Introduction to Data Science

New York University - Spring 2018

Class is held in 60FA 110, Wed 2:00-3:40pm

Office hours: CDS 620

Wednesday 12-2pm: Lecturer, Iddo Drori

Tuesday 11am-1pm: Section Leader, Datta Sainath Dwarampudi

Friday 2-4pm: Grader, Samhita Damotharan

Thursday 2-4pm: Grader, Sai Anirudh Kondaveeti

Spring 2018 classes begin (Monday, January 22)

Lecture 1 (Wednesday, January 24): Introduction
Data collection, cleaning, storage, retrieval, learning, visualization.
Readings: CASI Epilogue, DSB Ch 1-3.
Science and data science, David M. Blei and Padhraic Smyth, PNAS 2017.
Optional: Large-scale physical activity data reveal worldwide activity inequality, Tim Althoff, Rok Sosič, Jennifer L. Hicks, Abby C. King, Scott L. Delp, and Jure Leskovec, Nature 2017.
Lab 1: Tableau
Homework 1: in Tableau, due February 5.

Lecture 2 (Wednesday, January 31): Supervised learning, fitting
Readings: DSB Ch 4-5.
Optional: CASI Ch 8.
Using deep learning and Google Street View to estimate the demographic makeup of neighborhoods across the United States, Timnit Gebru, Jonathan Krause, Yilun Wang, Duyun Chen, Jia Deng, Erez Lieberman Aiden, and Li Fei-Fei, PNAS 2017.
Lab 2: Python, NumPy, sklearn

Lecture 3 (Wednesday, February 7): Unsupervised learning, clustering, dimensionality reduction
Readings: DSB Ch 6.
Optional: Robust continuous clustering, Sohil Atul Shah and Vladlen Koltun, PNAS 2017.
Lab 3: Kaggle competition
Homework 2: Kaggle class churn competition, due February 19.

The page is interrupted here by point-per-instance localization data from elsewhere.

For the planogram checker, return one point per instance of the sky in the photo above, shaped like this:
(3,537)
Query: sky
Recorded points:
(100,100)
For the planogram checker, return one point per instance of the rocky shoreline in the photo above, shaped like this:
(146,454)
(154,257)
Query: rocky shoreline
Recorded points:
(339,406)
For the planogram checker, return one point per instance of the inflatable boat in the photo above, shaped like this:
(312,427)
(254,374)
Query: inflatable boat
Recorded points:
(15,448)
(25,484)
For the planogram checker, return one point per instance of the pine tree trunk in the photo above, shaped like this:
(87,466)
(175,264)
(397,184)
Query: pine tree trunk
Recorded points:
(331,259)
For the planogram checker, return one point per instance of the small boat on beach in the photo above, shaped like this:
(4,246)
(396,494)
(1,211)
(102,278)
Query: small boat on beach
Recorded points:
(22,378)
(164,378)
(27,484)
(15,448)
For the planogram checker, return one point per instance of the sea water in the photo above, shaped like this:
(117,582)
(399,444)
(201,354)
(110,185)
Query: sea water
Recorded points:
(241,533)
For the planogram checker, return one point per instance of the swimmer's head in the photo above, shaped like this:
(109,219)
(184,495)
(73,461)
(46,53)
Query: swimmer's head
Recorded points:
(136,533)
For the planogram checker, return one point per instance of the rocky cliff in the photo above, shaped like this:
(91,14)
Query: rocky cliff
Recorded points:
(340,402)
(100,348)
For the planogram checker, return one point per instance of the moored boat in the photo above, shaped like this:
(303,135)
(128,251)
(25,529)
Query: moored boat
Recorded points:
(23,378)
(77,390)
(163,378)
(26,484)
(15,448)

Lecture 4 (Wednesday, February 14): Performance measures
Readings: DSB Ch 7-9.
Optional: CASI Ch 12.
Computer-based personality judgments are more accurate than those made by humans, Wu Youyoua, Michal Kosinski, and David Stillwella, PNAS 2015.
Lab 4: sklearn clustering

Lecture 5 (Wednesday, February 21): Text mining.
Readings: DSB Ch 10.
Lab 5: Spelling correction
Homework 3: due March 5.

Lecture 6 (Wednesday, February 28): Feature extraction and selection, review for midterm
Readings: CASI Ch 16, DSB Ch 11-12.
Lab 6: sklearn feature extraction

Lecture 7 (Wednesday, March 7): Midterm in class

Spring Recess (Monday-Sunday, March 12-18)

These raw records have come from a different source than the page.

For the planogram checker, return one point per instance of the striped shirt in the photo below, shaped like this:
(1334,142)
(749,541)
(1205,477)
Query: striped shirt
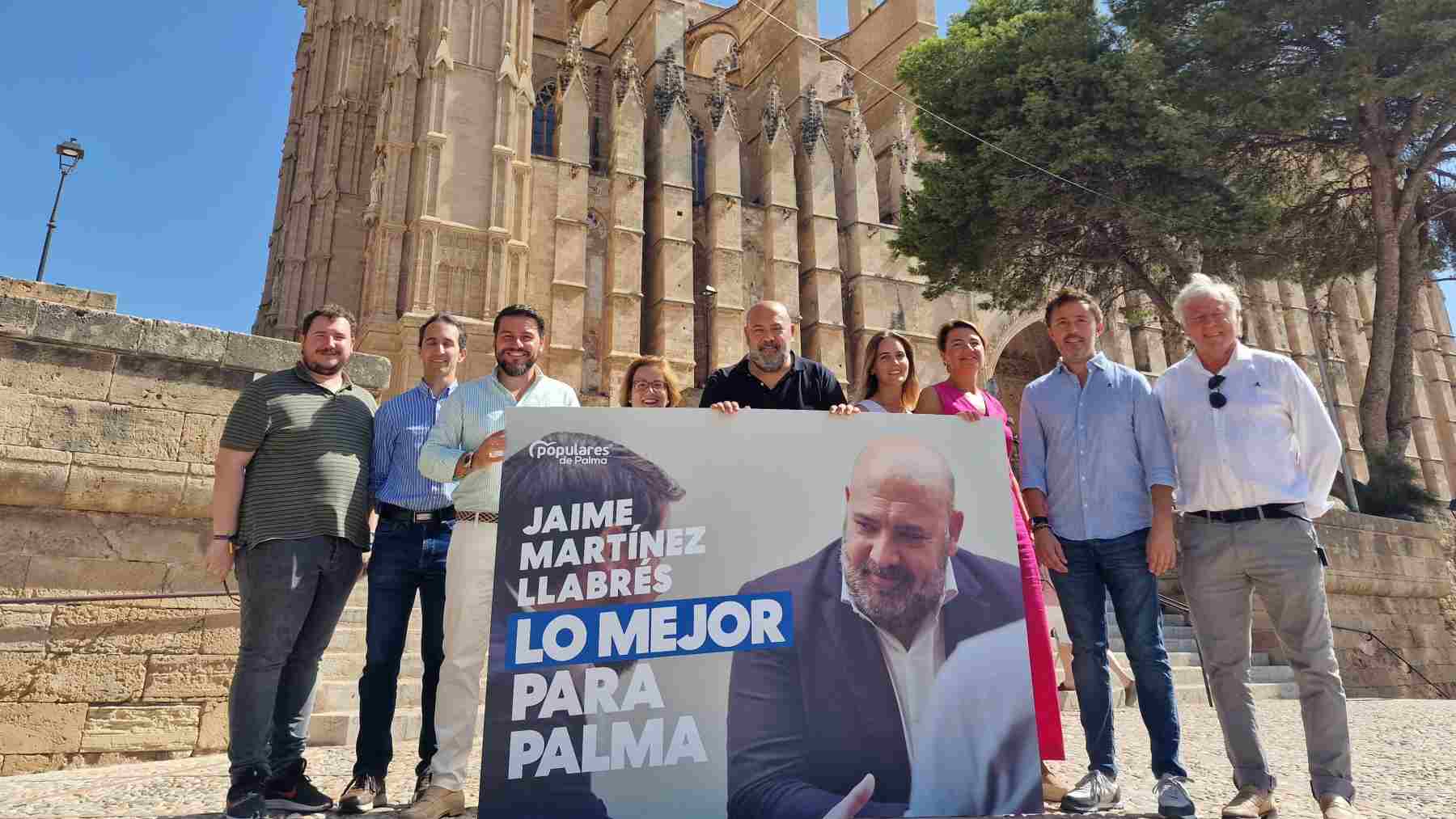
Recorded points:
(311,445)
(466,420)
(400,427)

Snow day (Wednesday, March 21): NYU closed, classes cancelled

Lecture 8 (Wednesday, March 28): Differentiable programming, neural networks
Readings: CASI Ch 18.
Term project: due April 25th.
Lab: Kaggle

Lecture 9 (Wednesday, April 4): Deep neural networks, non-linear PCA
Readings: CASI Ch 19.
Lab: sklearn PCA

Lecture 10 (Wednesday, April 11): Bayesian and variational inference
Readings: CASI Ch 3.
Optional: Variational inference: a review for statisticians, Blei et al., 2018.
Lab

Lecture 11 (Wednesday, April 18): Gradient boosting
Readings: CASI Ch 17.
Lab: XGBoost

Lecture 12 (Wednesday, April 25): Meta data and learning
Lab

Lecture 13 (Wednesday, May 2): Data visualization
Readings: Visualizations that really work, Scott Berinato, HBR, 2016.
Optional: The visual display of quantitative information, Edward Tufte, 2001.
Lab: python visualization packages, time series

Last day of Spring 2018 classes (Monday, May 7)

Final exam (Wednesday, May 9): 2:00-3:50pm, room 110.